Playing spoons is the tap dancing of percussion

Anonymous said...

I wanna see a spooning demonstration next to some hot chick with big ta-tas!

Anonymous said...

You can tell that Ford and Gorbachev were fucking enthralled by this guy! SPOONMAN was instrumental during the negotiations of SALT II.

Kit O'Connell said...

I sorta want to see a Duane-esque clip of the last few headbanging seconds looped. But the idea also frightens me.

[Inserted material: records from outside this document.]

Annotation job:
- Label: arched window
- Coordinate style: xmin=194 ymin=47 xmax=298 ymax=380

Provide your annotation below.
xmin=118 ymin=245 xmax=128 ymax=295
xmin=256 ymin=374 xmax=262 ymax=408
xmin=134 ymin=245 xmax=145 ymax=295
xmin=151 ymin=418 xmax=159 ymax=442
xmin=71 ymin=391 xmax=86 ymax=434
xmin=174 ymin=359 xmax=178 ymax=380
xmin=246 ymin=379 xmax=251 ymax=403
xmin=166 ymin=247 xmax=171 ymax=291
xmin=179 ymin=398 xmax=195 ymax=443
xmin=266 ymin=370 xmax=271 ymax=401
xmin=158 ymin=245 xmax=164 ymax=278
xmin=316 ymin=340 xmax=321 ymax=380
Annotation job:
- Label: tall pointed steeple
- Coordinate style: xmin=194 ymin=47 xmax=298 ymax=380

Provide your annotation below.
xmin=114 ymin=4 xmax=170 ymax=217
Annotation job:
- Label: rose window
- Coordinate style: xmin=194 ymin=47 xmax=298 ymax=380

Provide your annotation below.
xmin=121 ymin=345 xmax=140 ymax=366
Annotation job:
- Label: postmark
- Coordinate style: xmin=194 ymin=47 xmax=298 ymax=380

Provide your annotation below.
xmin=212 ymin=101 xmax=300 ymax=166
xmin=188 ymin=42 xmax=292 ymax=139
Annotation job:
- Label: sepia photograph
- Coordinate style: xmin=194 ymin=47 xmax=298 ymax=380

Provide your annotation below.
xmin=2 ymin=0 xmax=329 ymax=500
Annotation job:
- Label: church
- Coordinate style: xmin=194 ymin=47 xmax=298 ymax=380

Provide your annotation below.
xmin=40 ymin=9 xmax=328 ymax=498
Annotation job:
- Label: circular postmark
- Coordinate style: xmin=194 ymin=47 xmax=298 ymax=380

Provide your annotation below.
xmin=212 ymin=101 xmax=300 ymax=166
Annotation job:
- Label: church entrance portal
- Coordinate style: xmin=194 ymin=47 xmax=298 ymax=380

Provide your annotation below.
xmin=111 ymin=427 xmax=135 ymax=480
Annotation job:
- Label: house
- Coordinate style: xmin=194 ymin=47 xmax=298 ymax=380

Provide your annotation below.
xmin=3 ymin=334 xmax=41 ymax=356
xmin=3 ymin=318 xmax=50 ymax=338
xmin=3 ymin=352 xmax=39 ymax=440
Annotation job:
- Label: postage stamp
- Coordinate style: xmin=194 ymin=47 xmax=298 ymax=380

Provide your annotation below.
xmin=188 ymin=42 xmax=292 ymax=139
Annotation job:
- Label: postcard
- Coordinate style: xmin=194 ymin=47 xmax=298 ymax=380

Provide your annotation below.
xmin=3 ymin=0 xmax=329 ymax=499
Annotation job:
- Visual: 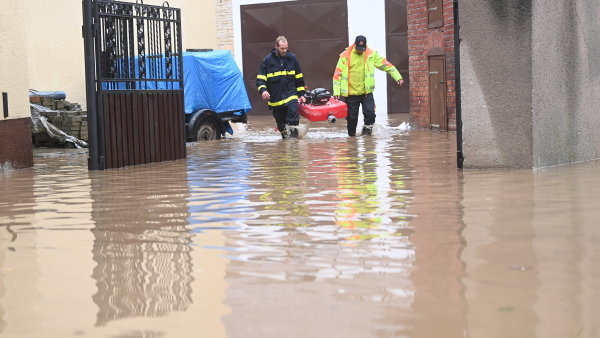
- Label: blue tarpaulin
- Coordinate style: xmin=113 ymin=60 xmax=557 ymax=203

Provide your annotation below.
xmin=183 ymin=50 xmax=252 ymax=114
xmin=102 ymin=50 xmax=252 ymax=114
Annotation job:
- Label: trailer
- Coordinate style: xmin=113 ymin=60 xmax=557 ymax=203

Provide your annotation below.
xmin=183 ymin=50 xmax=252 ymax=141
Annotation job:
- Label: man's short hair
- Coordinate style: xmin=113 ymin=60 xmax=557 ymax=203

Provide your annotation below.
xmin=275 ymin=35 xmax=287 ymax=46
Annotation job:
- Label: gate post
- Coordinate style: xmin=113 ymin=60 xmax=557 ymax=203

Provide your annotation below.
xmin=82 ymin=0 xmax=105 ymax=170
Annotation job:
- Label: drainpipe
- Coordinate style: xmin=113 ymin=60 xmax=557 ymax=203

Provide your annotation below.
xmin=452 ymin=0 xmax=465 ymax=169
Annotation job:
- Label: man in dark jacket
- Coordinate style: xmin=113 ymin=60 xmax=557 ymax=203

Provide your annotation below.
xmin=256 ymin=36 xmax=305 ymax=139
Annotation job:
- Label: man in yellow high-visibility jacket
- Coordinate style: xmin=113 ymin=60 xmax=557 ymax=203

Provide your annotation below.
xmin=333 ymin=35 xmax=404 ymax=136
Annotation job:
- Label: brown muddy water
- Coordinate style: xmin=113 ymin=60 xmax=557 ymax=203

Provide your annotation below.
xmin=0 ymin=117 xmax=600 ymax=338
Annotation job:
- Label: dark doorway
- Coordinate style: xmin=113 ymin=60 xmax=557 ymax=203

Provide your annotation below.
xmin=385 ymin=0 xmax=410 ymax=114
xmin=240 ymin=0 xmax=348 ymax=114
xmin=429 ymin=56 xmax=448 ymax=130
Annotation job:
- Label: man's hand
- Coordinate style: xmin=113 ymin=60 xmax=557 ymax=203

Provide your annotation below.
xmin=262 ymin=90 xmax=271 ymax=100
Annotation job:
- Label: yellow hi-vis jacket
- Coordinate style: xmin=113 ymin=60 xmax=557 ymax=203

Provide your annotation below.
xmin=333 ymin=44 xmax=402 ymax=96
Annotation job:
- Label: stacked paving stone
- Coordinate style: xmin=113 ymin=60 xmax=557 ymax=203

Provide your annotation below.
xmin=30 ymin=96 xmax=88 ymax=147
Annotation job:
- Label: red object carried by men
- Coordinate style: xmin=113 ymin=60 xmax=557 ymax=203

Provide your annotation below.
xmin=298 ymin=97 xmax=348 ymax=123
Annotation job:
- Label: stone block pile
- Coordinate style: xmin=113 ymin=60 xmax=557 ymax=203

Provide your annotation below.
xmin=29 ymin=96 xmax=88 ymax=147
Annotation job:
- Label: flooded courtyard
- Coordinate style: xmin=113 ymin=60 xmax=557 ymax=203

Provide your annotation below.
xmin=0 ymin=116 xmax=600 ymax=338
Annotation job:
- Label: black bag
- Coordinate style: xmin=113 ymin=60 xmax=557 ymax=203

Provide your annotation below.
xmin=304 ymin=88 xmax=331 ymax=106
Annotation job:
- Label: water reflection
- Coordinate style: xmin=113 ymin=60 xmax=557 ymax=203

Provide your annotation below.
xmin=0 ymin=117 xmax=600 ymax=338
xmin=404 ymin=132 xmax=466 ymax=338
xmin=91 ymin=161 xmax=193 ymax=326
xmin=216 ymin=127 xmax=422 ymax=337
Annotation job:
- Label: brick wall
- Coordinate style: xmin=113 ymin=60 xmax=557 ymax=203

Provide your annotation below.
xmin=407 ymin=0 xmax=456 ymax=130
xmin=216 ymin=0 xmax=234 ymax=54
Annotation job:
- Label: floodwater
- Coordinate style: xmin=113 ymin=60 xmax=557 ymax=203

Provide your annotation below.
xmin=0 ymin=117 xmax=600 ymax=338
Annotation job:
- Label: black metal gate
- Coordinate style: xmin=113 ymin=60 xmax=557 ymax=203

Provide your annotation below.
xmin=83 ymin=0 xmax=186 ymax=169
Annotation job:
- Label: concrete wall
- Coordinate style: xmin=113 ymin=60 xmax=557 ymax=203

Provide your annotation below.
xmin=20 ymin=0 xmax=217 ymax=107
xmin=0 ymin=0 xmax=33 ymax=171
xmin=460 ymin=0 xmax=600 ymax=168
xmin=459 ymin=0 xmax=533 ymax=168
xmin=532 ymin=0 xmax=600 ymax=168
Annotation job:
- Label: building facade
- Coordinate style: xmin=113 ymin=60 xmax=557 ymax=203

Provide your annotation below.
xmin=407 ymin=0 xmax=456 ymax=130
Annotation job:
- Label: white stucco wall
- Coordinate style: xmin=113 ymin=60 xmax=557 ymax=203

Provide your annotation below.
xmin=22 ymin=0 xmax=217 ymax=107
xmin=0 ymin=0 xmax=31 ymax=121
xmin=231 ymin=0 xmax=387 ymax=124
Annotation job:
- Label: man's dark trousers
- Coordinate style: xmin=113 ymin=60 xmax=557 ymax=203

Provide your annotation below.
xmin=346 ymin=93 xmax=375 ymax=136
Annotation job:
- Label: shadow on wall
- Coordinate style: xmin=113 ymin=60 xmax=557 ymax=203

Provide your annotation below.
xmin=468 ymin=0 xmax=533 ymax=168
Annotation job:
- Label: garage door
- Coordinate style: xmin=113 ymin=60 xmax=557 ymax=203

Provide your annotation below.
xmin=240 ymin=0 xmax=348 ymax=114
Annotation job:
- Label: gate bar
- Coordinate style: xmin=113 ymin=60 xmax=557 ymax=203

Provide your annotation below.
xmin=83 ymin=0 xmax=105 ymax=170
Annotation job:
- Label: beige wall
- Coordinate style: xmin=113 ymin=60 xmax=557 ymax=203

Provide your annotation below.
xmin=22 ymin=0 xmax=217 ymax=106
xmin=0 ymin=0 xmax=31 ymax=121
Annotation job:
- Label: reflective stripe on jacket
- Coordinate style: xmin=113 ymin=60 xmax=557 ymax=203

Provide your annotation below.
xmin=256 ymin=48 xmax=305 ymax=107
xmin=333 ymin=44 xmax=402 ymax=96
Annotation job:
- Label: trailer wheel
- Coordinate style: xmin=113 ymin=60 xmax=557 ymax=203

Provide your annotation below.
xmin=196 ymin=119 xmax=221 ymax=141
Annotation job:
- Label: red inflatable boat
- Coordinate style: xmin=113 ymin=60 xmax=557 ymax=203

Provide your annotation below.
xmin=298 ymin=97 xmax=348 ymax=123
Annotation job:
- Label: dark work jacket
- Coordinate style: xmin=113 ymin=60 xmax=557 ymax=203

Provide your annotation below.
xmin=256 ymin=48 xmax=305 ymax=109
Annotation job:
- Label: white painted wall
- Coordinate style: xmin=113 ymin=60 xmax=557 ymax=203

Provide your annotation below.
xmin=346 ymin=0 xmax=388 ymax=125
xmin=231 ymin=0 xmax=387 ymax=125
xmin=0 ymin=0 xmax=31 ymax=121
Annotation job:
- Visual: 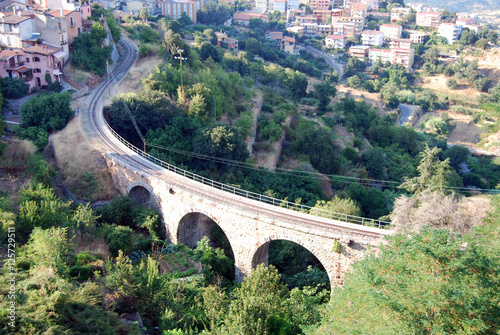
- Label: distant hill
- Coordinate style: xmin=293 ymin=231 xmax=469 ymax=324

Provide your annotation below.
xmin=412 ymin=0 xmax=500 ymax=13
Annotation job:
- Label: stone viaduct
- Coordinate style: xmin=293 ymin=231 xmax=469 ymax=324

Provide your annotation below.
xmin=105 ymin=148 xmax=390 ymax=288
xmin=86 ymin=39 xmax=391 ymax=287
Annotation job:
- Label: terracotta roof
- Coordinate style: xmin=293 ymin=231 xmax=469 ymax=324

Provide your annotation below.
xmin=0 ymin=50 xmax=23 ymax=60
xmin=0 ymin=15 xmax=31 ymax=24
xmin=233 ymin=13 xmax=269 ymax=21
xmin=24 ymin=44 xmax=62 ymax=55
xmin=326 ymin=35 xmax=345 ymax=40
xmin=49 ymin=9 xmax=74 ymax=17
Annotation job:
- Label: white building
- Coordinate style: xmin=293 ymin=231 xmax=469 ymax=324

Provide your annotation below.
xmin=361 ymin=30 xmax=384 ymax=47
xmin=161 ymin=0 xmax=198 ymax=23
xmin=286 ymin=0 xmax=299 ymax=10
xmin=274 ymin=0 xmax=286 ymax=13
xmin=380 ymin=24 xmax=403 ymax=41
xmin=0 ymin=13 xmax=33 ymax=48
xmin=391 ymin=7 xmax=411 ymax=22
xmin=438 ymin=22 xmax=462 ymax=44
xmin=325 ymin=35 xmax=347 ymax=49
xmin=255 ymin=0 xmax=267 ymax=12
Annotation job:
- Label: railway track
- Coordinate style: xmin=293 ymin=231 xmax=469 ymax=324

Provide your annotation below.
xmin=84 ymin=39 xmax=390 ymax=243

Still, those flaming spoons would be a big hit at Burning Man.

Anonymous said...

One time I saw him live. He went from rattler to lizard...then lizard...then lizard...then lizard...then rattler...then back to lizard...and everyone in the first 20 rows went NUTS

Anonymous said...

Oh, you can't scare me, I'm sticking to the union. I'm sticking to the union till the day I die.

Anonymous said...

Holy crap this guy preformed at my school once. It was the most pointless assembly ever, I learned nothing except that learning how to play the spoons was boring.

Rocketnerd said...

Def Played at my school too.

Anonymous said...

He looks like he's having a seizure.

captcha: refail

Lisa said...

His Kim Jong Il costume is the balls!

Mik said...

Will he spoon with me?

Anonymous said...

It can be said that spoons defy genre.

Except super-shitty. They fit right into that genre.